Apache Spark Connector

Analyze your Hydrolix data using Apache Spark and Databricks

Hydrolix Spark Connector

Overview

The Hydrolix Spark Connector combines the cost and query efficiency of the Hydrolix platform with the rich data analysis and distributed computing power offered by Apache Spark. By integrating your Apache Spark ecosystem with Hydrolix, the Spark Connector enables the cost and performance efficiency gains of Hydrolix as the backing store while presenting the data in the notebooks and coding environments you are familiar with.

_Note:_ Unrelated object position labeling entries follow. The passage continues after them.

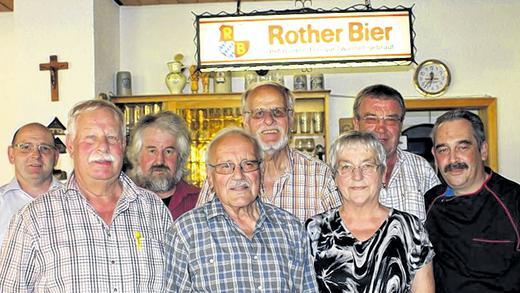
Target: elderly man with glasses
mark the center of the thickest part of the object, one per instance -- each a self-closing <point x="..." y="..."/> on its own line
<point x="292" y="180"/>
<point x="235" y="242"/>
<point x="33" y="154"/>
<point x="380" y="109"/>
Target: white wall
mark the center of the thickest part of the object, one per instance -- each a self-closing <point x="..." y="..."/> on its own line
<point x="478" y="40"/>
<point x="35" y="30"/>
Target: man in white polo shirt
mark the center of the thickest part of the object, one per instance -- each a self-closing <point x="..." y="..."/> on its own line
<point x="34" y="155"/>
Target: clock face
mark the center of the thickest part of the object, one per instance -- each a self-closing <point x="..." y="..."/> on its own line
<point x="432" y="78"/>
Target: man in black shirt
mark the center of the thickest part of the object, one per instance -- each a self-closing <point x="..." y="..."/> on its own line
<point x="473" y="219"/>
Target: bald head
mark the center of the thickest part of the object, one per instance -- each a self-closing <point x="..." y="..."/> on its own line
<point x="33" y="155"/>
<point x="33" y="127"/>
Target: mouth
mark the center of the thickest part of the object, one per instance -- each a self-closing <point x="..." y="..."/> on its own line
<point x="270" y="131"/>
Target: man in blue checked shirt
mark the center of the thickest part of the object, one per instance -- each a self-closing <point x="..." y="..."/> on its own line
<point x="235" y="242"/>
<point x="100" y="232"/>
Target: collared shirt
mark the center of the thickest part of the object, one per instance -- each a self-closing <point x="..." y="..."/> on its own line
<point x="207" y="252"/>
<point x="476" y="237"/>
<point x="183" y="199"/>
<point x="305" y="189"/>
<point x="59" y="243"/>
<point x="13" y="198"/>
<point x="411" y="178"/>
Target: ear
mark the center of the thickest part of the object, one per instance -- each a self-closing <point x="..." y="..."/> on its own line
<point x="70" y="145"/>
<point x="484" y="151"/>
<point x="355" y="121"/>
<point x="10" y="154"/>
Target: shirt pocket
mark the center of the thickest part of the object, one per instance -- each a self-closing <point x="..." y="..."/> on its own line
<point x="490" y="257"/>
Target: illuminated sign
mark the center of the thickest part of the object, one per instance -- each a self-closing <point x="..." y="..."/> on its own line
<point x="322" y="39"/>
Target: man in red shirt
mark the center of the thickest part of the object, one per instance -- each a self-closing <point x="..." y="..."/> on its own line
<point x="158" y="152"/>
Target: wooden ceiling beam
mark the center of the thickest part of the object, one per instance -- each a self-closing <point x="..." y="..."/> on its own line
<point x="6" y="5"/>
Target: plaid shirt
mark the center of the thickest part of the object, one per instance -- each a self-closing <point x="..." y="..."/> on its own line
<point x="411" y="178"/>
<point x="59" y="243"/>
<point x="207" y="252"/>
<point x="307" y="188"/>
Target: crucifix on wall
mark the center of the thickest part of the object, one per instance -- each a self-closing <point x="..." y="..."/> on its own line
<point x="53" y="66"/>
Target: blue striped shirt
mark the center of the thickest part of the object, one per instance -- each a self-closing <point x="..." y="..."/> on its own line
<point x="59" y="243"/>
<point x="207" y="252"/>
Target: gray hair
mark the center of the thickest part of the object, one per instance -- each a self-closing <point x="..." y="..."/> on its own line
<point x="380" y="92"/>
<point x="229" y="131"/>
<point x="91" y="105"/>
<point x="170" y="123"/>
<point x="473" y="119"/>
<point x="286" y="93"/>
<point x="354" y="137"/>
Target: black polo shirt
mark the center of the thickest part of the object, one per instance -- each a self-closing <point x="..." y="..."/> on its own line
<point x="476" y="237"/>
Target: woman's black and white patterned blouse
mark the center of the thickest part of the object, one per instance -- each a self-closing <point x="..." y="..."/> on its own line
<point x="386" y="262"/>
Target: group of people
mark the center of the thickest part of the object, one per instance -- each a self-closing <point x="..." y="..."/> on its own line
<point x="268" y="217"/>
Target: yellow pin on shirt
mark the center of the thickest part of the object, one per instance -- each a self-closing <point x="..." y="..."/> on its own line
<point x="138" y="243"/>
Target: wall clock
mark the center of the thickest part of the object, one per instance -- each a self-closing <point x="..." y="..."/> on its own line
<point x="432" y="78"/>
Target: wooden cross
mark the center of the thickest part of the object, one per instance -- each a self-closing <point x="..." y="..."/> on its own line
<point x="53" y="66"/>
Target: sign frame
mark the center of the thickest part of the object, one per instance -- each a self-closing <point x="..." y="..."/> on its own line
<point x="323" y="62"/>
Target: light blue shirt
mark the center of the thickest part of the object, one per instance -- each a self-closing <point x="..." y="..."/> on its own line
<point x="12" y="199"/>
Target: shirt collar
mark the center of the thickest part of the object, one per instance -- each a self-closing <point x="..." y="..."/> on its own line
<point x="130" y="189"/>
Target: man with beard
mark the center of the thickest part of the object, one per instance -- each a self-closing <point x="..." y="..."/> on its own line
<point x="380" y="109"/>
<point x="473" y="219"/>
<point x="100" y="232"/>
<point x="158" y="152"/>
<point x="34" y="155"/>
<point x="291" y="180"/>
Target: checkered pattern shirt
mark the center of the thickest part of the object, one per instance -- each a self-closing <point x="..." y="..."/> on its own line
<point x="411" y="178"/>
<point x="307" y="188"/>
<point x="207" y="252"/>
<point x="59" y="243"/>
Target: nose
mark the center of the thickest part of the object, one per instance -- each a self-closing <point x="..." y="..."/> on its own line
<point x="357" y="173"/>
<point x="268" y="118"/>
<point x="238" y="173"/>
<point x="103" y="144"/>
<point x="159" y="158"/>
<point x="35" y="152"/>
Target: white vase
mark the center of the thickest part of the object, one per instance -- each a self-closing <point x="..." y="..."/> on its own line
<point x="175" y="79"/>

The Apache Spark Connector JAR can be downloaded here.

Requirements

Dependencies

  • Hydrolix Cluster: A running Hydrolix cluster version 4.22.1 or higher. Deployment instructions for your preferred cloud vendor (AWS, Google, Linode, or Microsoft) can be found here.
  • Databricks Spark Cluster: A Databricks account for deploying your Spark cluster.

Runtime Requirements

  • Java Runtime: Must use Java 11 or later

Versioning

The Spark Connector version is of the format:

{Spark Connector version: major.minor.patch}-{HDX version: major.minor.patch}

An example of this formatting is the following:

v1.0.0-v4.22.1.jar

The Spark Connector is compatible with its corresponding Hydrolix version and all more recent versions. The following is a compatibility matrix between Spark Connector versions and their compatible Hydrolix cluster versions:

Spark Connector VersionHydrolix Version
v1.0.0v4.22.1+

Upload the C++ Init Script

When you configure a Spark cluster with the Spark Connector, you will also need to install a C++ initialization script. This script is responsible for setting some environment variables and installing required C++ dependencies. Before setting up the cluster, first you'll upload this init script to your Databricks workspace.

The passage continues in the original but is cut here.